【完結】復讐の恋〜あなたに復讐するために結婚します〜



「じゃあ百合音、気を付けて行くんだよ」

「うん。行ってきます!」

 当時わたしはまだ、高校2年生だった。わたしたちには親はいなくて、ずっと姉がわたしの母親代わりだった。
 姉のことが大好きだったわたしは、姉と一緒に過ごす時間が大切だった。

 その日の夜は、姉から仕事で帰りが遅くなると連絡が来ていた。 だけどいくら待っても、その日の夜姉が帰ってくることはなかった。
 連絡しても返事が返ってくることはなく、ラインも既読がつかなかった。

 おかしいと思った。
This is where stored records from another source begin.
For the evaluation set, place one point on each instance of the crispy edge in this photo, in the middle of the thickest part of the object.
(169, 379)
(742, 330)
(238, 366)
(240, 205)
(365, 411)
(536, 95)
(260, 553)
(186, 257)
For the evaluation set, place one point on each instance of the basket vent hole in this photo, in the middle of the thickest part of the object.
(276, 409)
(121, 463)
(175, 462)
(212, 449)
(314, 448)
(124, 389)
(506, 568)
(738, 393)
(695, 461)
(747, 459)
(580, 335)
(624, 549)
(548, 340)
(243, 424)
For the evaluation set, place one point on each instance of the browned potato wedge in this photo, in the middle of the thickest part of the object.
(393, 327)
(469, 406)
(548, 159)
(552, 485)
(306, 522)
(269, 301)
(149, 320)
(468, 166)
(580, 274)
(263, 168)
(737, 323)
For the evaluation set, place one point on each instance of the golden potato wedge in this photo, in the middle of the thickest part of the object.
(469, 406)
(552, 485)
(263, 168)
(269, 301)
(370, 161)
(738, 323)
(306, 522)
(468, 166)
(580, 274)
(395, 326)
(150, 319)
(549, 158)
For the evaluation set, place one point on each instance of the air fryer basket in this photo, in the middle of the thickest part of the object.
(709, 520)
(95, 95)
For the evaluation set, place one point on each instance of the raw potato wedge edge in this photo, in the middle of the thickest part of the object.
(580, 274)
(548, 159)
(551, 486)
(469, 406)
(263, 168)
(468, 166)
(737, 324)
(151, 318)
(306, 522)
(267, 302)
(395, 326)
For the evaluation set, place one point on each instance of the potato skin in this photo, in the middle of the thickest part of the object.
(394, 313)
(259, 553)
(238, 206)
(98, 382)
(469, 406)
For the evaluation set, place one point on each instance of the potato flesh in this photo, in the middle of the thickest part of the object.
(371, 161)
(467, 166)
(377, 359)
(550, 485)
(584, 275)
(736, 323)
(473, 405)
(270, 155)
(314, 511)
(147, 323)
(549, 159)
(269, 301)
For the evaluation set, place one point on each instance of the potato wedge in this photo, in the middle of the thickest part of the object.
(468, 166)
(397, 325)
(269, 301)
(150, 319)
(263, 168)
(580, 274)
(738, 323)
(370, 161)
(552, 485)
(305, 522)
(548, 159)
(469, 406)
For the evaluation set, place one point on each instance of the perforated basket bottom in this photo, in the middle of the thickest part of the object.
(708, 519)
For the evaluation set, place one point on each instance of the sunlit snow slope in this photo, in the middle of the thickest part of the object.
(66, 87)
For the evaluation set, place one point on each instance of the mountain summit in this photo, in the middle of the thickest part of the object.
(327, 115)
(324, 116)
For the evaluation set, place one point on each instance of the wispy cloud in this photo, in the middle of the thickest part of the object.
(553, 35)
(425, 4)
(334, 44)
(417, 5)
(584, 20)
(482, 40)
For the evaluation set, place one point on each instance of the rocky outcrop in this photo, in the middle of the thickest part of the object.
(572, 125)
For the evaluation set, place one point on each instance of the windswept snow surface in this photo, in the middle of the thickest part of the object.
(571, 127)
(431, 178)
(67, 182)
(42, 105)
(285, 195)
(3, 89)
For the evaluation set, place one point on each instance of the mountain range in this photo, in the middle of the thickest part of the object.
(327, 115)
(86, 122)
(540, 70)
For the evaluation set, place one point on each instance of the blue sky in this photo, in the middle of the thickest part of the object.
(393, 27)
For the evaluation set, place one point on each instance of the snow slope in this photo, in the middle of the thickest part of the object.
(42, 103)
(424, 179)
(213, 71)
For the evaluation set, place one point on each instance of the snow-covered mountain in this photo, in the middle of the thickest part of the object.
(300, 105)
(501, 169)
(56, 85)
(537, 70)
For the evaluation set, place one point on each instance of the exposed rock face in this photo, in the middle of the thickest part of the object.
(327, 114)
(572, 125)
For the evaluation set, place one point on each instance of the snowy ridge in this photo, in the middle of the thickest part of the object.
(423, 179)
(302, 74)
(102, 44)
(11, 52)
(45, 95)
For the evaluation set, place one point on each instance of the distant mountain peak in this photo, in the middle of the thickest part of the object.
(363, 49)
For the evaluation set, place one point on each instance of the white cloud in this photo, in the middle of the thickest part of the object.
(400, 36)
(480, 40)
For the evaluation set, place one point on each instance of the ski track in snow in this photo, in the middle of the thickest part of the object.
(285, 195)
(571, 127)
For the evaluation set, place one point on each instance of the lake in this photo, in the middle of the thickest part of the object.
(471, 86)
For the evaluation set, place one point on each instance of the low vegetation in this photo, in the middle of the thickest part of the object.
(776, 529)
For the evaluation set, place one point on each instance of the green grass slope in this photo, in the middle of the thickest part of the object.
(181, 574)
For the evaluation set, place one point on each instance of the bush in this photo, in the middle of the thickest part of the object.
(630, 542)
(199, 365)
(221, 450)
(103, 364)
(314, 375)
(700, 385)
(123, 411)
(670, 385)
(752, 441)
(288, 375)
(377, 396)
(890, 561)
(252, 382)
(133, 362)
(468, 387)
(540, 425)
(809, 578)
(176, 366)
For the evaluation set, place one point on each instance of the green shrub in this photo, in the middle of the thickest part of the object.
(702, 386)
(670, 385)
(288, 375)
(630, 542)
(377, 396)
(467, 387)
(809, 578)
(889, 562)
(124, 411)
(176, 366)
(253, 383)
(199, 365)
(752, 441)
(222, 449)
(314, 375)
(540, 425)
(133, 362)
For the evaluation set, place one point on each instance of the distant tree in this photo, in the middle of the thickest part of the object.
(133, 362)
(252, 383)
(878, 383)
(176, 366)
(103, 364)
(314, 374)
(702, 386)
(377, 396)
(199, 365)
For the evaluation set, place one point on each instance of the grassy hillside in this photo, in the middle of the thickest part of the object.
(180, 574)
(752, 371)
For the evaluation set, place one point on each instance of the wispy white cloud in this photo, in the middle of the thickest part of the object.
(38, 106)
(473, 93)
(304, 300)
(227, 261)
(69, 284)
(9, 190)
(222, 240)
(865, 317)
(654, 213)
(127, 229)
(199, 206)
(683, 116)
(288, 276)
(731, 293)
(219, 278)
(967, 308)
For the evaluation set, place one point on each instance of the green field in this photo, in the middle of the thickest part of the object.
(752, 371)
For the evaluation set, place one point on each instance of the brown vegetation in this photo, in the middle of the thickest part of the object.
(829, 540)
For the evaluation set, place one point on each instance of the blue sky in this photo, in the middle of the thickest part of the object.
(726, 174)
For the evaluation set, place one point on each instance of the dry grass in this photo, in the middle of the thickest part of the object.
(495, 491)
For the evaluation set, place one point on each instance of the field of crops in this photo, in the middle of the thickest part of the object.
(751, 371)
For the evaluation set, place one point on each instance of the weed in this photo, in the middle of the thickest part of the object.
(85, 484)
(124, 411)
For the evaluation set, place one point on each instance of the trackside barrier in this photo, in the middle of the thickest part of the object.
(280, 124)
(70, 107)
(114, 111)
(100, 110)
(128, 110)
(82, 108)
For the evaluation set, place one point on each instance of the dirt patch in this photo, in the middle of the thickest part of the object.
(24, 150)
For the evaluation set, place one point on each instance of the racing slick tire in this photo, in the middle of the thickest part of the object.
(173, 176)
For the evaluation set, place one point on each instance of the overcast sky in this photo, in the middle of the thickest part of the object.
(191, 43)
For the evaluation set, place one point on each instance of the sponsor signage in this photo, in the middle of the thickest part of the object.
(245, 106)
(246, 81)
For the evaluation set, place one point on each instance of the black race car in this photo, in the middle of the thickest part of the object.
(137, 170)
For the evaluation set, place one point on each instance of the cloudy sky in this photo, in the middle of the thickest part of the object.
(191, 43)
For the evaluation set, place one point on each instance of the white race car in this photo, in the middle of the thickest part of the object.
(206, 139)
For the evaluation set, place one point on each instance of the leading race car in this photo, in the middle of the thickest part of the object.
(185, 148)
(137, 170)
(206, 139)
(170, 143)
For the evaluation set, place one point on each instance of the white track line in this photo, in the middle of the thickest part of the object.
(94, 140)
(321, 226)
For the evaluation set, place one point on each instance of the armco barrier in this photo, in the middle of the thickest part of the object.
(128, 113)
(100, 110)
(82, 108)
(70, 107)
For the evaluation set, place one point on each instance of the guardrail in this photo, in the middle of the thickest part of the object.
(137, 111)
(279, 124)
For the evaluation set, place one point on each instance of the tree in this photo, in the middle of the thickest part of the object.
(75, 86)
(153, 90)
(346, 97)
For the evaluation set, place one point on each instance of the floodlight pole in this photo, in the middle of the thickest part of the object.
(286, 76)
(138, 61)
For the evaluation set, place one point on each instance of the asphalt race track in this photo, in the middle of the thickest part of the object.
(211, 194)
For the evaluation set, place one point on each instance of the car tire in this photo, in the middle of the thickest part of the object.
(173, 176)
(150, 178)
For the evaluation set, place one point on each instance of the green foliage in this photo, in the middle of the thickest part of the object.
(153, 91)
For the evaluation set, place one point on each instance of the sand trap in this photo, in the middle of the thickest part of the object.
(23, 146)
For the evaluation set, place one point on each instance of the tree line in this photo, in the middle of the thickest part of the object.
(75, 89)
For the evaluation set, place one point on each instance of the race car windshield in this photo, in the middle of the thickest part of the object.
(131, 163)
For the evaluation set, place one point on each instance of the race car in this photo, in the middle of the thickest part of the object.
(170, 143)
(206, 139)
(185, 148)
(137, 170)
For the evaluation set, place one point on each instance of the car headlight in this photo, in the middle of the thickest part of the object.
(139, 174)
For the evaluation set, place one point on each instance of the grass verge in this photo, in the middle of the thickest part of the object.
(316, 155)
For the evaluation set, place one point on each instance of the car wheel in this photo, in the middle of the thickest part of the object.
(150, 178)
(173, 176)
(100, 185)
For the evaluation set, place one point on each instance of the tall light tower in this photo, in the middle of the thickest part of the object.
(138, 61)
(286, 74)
姉が連絡もなしに帰らないなんてありえないと思った。
 だけどその次の日、警察から連絡が来たのだ。姉が亡くなったと……。

「……っ」

 姉が亡くなったと連絡を受けたわたしは、警察に行って直接確かめた。……だけど間違いなく、その遺体は姉だった。
 目の前で遺体を見たわたしは、凍りついた。姉が死んだなんて、信じられなかった……。

「お姉ちゃ……なんで……」

「……お姉さんは、自殺と見られています」

「自殺……?」

 ありえない。姉が自殺するなんて、そんなの絶対ありえない。